Среди сумбурного кучкования путешественников произошло и одно продуманное движение. Мистер и миссис Лиддел Майлс, дружно повернувшись, улыбнулись и завели разговор с сидевшей прямо за ними молодой американской парой:
— Вам в волосы не набилось?
Молодые вежливо улыбнулись в ответ:
— Нет. Мы пережили это нашествие.
Было им по двадцать с небольшим, и у них был трогательный вид новобрачных. Красивая пара: молодой человек — романтичный и чувствительный, девушка — с удивительно светлыми глазами и волосами, на лице ни тени, его живая свежесть подчеркнута милой, спокойной уверенностью в себе. Мистер и миссис Майлс сразу распознали их хорошее воспитание, их явно «высокое» происхождение, которое выражалось как в отсутствии претенциозности, так и в привычке держаться на расстоянии, впрочем, без всякого высокомерия. Отчужденность их объяснялась тем, что им хватало друг дружки, тогда как мистер и миссис Майлс держались на расстоянии от других пассажиров совершенно сознательно, подчеркивая тем самым свое общественное положение, и отчужденность их была такой же работой на публику, как и громогласная назойливость американца из Смирны, над которым все подсмеивались.
При этом Майлсы решили, что молодая пара «возможно, подходит»; самим по себе им уже было скучно, и они явственно напрашивались на знакомство:
— Вы раньше бывали в Африке? Здесь просто невероятно изумительно! Вы направляетесь в Тунис?
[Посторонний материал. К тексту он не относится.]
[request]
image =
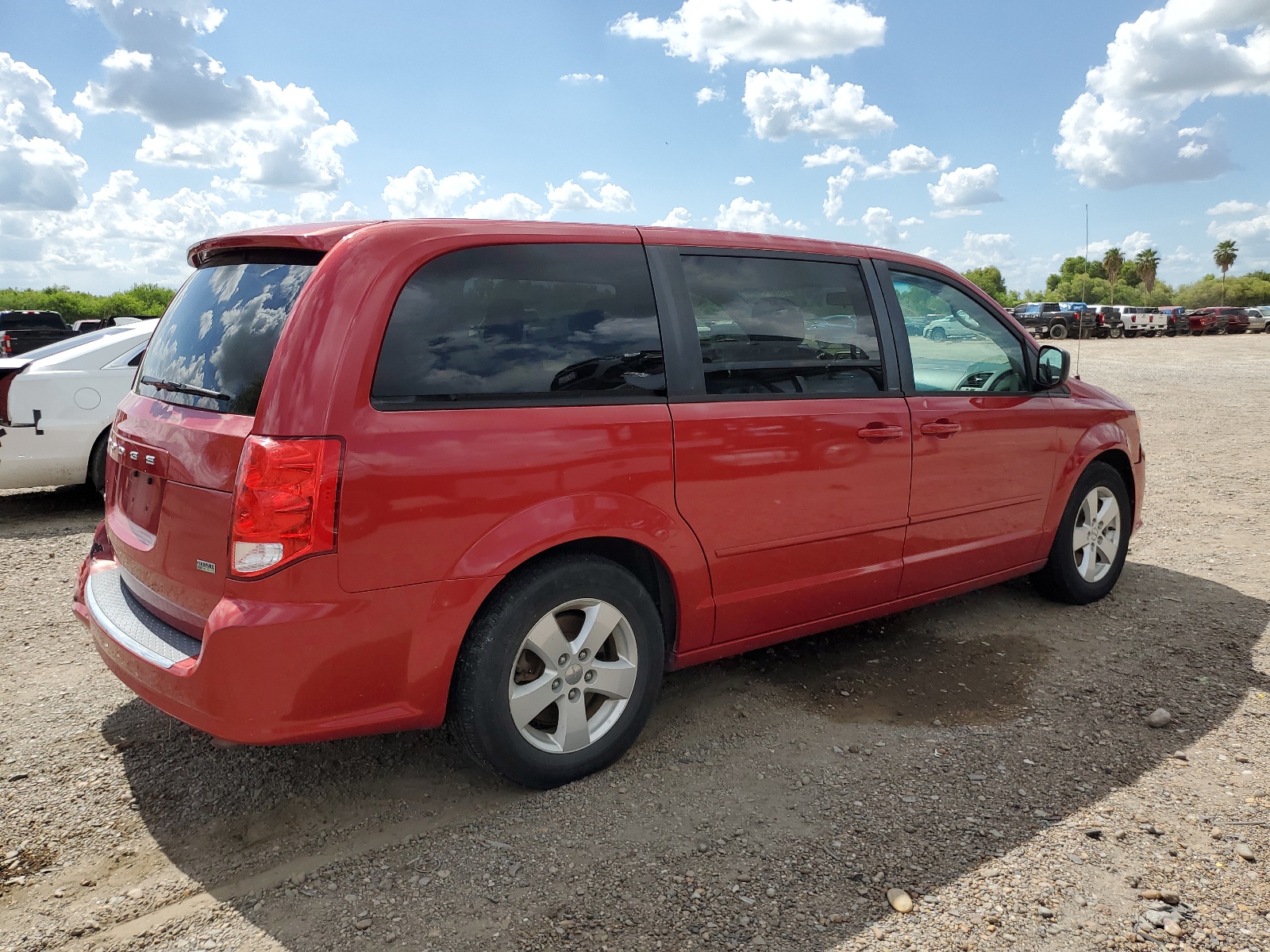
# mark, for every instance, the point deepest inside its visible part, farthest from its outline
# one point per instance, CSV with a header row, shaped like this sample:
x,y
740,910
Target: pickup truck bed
x,y
25,330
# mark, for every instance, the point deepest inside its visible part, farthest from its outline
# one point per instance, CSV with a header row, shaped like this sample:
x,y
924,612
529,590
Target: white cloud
x,y
979,251
273,135
37,171
835,155
572,197
125,234
1134,243
514,206
832,205
908,160
780,103
959,190
1232,207
677,217
1124,129
880,225
753,216
1254,228
759,31
421,194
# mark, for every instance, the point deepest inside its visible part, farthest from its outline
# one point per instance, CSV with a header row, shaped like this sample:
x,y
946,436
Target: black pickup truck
x,y
25,330
1049,319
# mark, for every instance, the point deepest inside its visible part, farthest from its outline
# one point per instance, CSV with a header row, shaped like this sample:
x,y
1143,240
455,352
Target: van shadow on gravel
x,y
1000,678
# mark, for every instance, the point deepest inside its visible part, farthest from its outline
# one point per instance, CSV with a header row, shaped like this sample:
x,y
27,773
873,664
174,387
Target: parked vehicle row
x,y
374,476
29,330
57,403
1058,321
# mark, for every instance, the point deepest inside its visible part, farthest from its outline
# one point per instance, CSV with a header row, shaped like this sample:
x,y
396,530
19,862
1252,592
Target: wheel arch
x,y
1119,461
1106,442
97,442
648,568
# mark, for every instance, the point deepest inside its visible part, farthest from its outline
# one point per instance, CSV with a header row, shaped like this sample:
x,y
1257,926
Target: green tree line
x,y
1132,281
76,305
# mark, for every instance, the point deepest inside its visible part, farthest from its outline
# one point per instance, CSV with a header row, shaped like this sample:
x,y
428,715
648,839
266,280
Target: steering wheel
x,y
990,385
850,353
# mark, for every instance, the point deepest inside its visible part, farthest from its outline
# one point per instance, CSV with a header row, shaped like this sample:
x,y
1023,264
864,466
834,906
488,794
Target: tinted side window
x,y
963,347
772,325
550,323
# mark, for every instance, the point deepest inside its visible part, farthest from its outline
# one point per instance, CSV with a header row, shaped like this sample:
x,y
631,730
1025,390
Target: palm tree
x,y
1113,260
1147,263
1223,257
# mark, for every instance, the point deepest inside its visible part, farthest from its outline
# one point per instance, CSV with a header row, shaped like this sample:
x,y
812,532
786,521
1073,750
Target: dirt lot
x,y
988,754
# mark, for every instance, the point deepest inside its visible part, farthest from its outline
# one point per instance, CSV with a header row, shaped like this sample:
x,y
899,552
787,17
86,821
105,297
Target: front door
x,y
984,444
793,461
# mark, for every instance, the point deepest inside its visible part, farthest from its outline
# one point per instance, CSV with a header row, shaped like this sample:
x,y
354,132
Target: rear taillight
x,y
285,503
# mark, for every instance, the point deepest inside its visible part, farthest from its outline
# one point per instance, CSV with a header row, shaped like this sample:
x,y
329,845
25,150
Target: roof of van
x,y
323,236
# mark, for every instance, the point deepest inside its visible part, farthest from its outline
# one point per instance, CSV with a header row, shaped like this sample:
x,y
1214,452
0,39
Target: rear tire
x,y
540,720
1092,539
95,478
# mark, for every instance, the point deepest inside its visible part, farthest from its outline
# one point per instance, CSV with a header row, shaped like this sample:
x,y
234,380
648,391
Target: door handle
x,y
878,431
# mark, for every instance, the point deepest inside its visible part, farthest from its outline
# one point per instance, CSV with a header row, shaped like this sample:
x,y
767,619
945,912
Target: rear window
x,y
524,324
214,344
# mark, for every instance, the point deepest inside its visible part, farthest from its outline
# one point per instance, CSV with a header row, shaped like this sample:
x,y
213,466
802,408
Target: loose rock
x,y
899,900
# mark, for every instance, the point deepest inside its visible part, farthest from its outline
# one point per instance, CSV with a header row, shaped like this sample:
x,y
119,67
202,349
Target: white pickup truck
x,y
1128,321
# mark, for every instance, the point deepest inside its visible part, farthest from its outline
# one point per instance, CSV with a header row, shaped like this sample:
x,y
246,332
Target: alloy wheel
x,y
573,676
1096,536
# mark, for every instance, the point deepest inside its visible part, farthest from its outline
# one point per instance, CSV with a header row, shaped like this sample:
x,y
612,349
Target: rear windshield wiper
x,y
175,387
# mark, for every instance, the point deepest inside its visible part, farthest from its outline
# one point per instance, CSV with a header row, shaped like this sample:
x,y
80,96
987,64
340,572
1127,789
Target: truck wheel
x,y
1091,543
95,476
559,672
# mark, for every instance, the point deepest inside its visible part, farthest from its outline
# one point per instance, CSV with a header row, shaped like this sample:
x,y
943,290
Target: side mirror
x,y
1053,365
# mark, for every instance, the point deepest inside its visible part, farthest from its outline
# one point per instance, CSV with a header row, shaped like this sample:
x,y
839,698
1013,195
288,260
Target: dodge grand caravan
x,y
375,476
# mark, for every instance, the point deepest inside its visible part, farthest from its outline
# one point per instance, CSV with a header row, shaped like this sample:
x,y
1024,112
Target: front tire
x,y
559,672
1092,539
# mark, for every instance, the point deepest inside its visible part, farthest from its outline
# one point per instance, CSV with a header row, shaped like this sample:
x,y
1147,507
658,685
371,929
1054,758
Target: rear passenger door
x,y
791,437
984,442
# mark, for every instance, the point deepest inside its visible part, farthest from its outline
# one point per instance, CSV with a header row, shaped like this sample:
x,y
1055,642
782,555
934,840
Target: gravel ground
x,y
990,755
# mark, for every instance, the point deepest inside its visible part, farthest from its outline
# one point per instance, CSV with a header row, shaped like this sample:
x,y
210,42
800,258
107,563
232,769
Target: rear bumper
x,y
275,672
Даже при том, что Майлсов изрядно вымотали те пятнадцать лет, что они вращались в высшем парижском свете, их нельзя было упрекнуть в отсутствии стиля и даже шарма, и еще до вечернего прибытия в Бу-Сааду, городок в оазисе, между двумя парами возникли дружеские отношения. Выяснилось, что в Нью-Йорке у них есть общие друзья; выпив коктейли в баре отеля «Трансатлантик», они решили поужинать вместе.
Когда позднее молодая пара, Келли, спустилась вниз, Николь уже слегка сожалела о том, что они приняли приглашение, — ведь теперь придется проводить определенное время в обществе новых знакомых до самой Константины — там пути их расходились.
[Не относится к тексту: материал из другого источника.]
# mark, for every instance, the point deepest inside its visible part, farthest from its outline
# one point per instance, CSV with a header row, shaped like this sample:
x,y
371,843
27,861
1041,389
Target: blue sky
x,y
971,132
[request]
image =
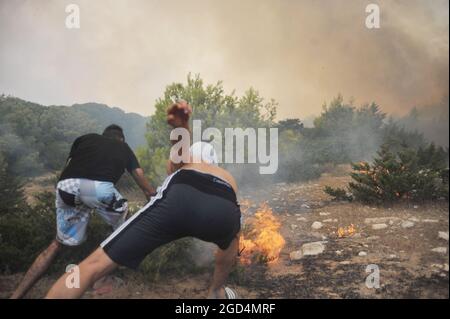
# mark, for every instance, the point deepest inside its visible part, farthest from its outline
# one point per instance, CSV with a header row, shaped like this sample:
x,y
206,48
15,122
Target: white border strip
x,y
159,195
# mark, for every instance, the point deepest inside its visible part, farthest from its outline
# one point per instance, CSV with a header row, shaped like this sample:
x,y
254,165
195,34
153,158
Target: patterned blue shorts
x,y
77,198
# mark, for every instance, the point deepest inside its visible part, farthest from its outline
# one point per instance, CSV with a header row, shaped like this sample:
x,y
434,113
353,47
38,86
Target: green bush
x,y
408,174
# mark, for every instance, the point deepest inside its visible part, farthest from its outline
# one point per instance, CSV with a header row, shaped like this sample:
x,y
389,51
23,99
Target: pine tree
x,y
407,174
11,193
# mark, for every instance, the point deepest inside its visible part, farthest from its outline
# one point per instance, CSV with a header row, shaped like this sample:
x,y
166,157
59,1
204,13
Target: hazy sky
x,y
301,53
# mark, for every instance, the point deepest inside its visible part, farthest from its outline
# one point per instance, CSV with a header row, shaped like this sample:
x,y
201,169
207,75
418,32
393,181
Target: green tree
x,y
210,105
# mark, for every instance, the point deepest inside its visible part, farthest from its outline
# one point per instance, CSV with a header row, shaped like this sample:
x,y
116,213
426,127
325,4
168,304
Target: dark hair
x,y
114,131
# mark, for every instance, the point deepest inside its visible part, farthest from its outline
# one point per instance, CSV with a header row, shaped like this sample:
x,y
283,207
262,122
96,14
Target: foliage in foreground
x,y
407,174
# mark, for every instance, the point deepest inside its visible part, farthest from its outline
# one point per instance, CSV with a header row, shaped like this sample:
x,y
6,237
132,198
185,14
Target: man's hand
x,y
178,114
141,180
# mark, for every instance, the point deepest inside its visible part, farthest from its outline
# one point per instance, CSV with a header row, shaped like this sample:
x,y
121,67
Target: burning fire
x,y
346,231
260,238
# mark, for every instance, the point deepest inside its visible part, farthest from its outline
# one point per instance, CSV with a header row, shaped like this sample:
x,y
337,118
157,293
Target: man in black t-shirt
x,y
94,165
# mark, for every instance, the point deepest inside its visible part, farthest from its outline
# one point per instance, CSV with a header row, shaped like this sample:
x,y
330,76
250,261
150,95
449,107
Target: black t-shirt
x,y
99,158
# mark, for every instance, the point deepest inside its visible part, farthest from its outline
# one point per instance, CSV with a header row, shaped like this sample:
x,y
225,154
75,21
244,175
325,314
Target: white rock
x,y
407,224
308,249
379,226
312,249
443,235
296,255
316,225
380,220
440,250
362,254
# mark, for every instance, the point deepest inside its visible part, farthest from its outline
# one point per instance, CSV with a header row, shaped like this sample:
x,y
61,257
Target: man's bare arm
x,y
141,180
178,116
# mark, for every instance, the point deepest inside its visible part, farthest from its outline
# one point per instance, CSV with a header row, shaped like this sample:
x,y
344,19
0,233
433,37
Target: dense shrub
x,y
407,174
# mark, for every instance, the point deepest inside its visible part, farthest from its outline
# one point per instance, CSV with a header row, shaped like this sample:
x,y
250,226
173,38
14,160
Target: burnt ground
x,y
409,268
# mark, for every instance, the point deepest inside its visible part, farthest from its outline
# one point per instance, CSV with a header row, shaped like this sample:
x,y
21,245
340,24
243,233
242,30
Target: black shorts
x,y
188,204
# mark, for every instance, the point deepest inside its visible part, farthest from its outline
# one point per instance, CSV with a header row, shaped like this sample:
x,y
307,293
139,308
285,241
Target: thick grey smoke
x,y
301,53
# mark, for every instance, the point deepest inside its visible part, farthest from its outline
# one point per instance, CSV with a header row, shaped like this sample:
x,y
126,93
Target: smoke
x,y
432,121
302,53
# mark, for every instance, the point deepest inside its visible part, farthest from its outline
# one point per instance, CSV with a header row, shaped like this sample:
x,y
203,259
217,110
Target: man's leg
x,y
94,267
225,260
37,269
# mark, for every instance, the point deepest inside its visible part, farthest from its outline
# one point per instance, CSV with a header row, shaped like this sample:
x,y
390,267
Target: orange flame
x,y
262,240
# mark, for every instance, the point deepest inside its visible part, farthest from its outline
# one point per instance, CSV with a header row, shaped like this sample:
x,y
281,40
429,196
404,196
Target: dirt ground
x,y
410,252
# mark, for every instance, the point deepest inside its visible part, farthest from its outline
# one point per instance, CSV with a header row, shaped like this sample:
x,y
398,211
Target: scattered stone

Все восемь месяцев их брака она была так счастлива, что теперь, казалось, что-то нарушилось. На итальянском лайнере, который доставил их в Гибралтар, они не присоединялись ни к одной группе людей, отчаянно льнувших друг к другу в баре; вместо этого они старательно учили французский, а Нельсон разбирался с деловыми подробностями недавно полученного наследства в полмиллиона долларов. Кроме того, он написал картину: пароходную трубу. А когда один из весельчаков, завсегдатаев бара, навеки канул в Атлантике на подходе к Азорским островам, юные Келли почти обрадовались: это оправдывало их нежелание знаться с такими людьми.
Впрочем, у Николь была и другая причина жалеть о данном обещании. И она напрямую сказала об этом Нельсону:
— Я сейчас встретила в вестибюле эту пару.
— Которую — Майлсов?
— Да нет, молодую пару; они наши ровесники, ехали на другом автобусе: мы еще подумали, какие они симпатичные, — в Бир-Рабалу, после обеда, на верблюжьем рынке.
— Они действительно симпатичные.
— Очаровательные, — произнесла она подчеркнуто. — И он, и она, оба. И я почти уверена, что где-то ее раньше уже видела.